Diese Aufzählung könnte ich noch weiterführen, doch bereits jetzt wird deutlich, dass sich die Frage nach der Sicherheit in einem Land bzw. in einer Gesellschaft nicht mit einem schlichten „ja“ oder „nein“ beantworten lässt.

Sie ist abhängig von vielen Faktoren. U.a. von:
• der politischen Lage
• der Frequenz und Aktualität von Terroranschlägen und Großschadenslagen
• der technischen Ausstattung und Handlungsfähigkeit der Polizei und Rettungskräfte
• den Chancen und Risiken immer stärker digitalisierter Lebenswelten, inklusive der mit diesem Wandel verbundenen Ängste
• [den scheinbar unbegrenzten Möglichkeiten der Globalisierung
• und nicht zuletzt vom Blickwinkel und Empfinden des Einzelnen

Meine Damen und Herren,
unabhängig von dieser Komplexität gehe ich davon aus, dass wir uns einig sind, wenn ich sage: Ja, grundsätzlich leben wir in einem sicheren Land!

Diese Komplexität zeigt aber auch, wie groß die Herausforderung ist, die Sicherheit der Bürgerinnen und Bürger dieses Landes weiterhin zu gewährleisten und zu schützen und ihnen auch das Gefühl zu vermitteln, in einem sicheren Land zu leben.

Was ist beispielsweise zu tun, um Großveranstaltungen ausreichend abzusichern?
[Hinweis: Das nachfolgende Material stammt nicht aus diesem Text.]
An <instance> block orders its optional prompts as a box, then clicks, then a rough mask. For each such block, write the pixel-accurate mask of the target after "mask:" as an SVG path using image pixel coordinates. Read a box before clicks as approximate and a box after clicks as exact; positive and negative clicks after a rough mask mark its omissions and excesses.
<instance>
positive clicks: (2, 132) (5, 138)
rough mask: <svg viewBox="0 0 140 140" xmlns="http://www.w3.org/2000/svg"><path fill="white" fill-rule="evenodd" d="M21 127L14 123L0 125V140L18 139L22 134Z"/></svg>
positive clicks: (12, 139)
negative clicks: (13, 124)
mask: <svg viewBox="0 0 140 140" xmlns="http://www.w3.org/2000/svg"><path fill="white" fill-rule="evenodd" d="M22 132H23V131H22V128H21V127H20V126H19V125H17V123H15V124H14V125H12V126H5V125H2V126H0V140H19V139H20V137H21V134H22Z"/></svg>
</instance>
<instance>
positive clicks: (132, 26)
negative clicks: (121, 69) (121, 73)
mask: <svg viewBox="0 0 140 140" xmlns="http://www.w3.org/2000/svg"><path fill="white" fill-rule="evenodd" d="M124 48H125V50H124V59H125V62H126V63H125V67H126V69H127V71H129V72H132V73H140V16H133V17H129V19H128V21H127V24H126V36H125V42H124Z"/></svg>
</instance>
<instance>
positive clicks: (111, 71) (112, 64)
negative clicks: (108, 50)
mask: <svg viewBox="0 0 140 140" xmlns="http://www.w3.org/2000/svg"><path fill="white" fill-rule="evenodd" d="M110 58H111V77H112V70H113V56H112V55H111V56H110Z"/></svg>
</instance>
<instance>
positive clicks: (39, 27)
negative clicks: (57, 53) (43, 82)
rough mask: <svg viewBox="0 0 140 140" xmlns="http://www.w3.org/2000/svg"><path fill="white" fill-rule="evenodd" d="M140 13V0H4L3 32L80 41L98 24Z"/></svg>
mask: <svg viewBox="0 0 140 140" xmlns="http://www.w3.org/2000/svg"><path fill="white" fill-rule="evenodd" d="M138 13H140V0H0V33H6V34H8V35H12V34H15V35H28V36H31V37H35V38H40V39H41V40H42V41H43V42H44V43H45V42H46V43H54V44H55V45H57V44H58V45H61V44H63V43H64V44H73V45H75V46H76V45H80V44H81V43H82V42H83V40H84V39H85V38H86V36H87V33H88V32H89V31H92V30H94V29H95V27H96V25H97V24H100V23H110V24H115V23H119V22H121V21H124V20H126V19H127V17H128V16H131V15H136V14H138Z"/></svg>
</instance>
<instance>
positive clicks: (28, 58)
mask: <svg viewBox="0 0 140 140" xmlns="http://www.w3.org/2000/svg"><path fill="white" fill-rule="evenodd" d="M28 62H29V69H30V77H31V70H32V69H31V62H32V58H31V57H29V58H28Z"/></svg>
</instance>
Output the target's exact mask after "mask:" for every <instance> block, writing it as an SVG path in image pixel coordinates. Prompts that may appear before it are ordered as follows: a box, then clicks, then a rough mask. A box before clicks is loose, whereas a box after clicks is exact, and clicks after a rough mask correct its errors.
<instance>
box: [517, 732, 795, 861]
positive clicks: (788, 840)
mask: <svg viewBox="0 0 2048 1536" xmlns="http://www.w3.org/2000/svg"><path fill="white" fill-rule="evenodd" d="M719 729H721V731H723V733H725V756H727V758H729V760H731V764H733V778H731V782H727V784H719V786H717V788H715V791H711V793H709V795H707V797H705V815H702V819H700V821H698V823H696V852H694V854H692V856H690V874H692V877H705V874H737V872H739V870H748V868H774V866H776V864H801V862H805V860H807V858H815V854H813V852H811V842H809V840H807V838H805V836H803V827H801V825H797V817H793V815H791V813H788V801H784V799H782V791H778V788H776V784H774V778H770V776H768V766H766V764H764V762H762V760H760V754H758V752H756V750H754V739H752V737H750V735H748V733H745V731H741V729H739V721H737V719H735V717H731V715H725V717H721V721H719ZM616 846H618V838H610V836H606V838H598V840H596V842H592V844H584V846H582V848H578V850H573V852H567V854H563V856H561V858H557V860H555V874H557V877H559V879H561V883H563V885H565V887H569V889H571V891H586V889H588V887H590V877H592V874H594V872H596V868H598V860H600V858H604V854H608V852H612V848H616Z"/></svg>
Wie schützen wir unsere Polizei- und Feuerwehrkräfte bei lebensbedrohlichen Einsätzen? Oder wie stellen wir sicher, dass die Daten der Bürgerinnen und Bürger nicht missbraucht werden?

Ich meine: Die Freiheit und das Leben der Bürgerinnen und Bürger vor Gefahren wie diesen zu schützen - das ist eine der zentralen Aufgaben des Staates und gerade in den heutigen Zeiten eines der vordringlichsten Ziele dieser Bundesregierung.
Um die zivile Sicherheit in ihrer ganzen Vielfältigkeit zukunftsweisend garantieren zu können, benötigen wir eine innovative Forschung, die praxis- und bedarfsorientiert zusammen mit Wirtschaft und Anwendern moderne und manchmal bahnbrechende Sicherheitslösungen entwickelt.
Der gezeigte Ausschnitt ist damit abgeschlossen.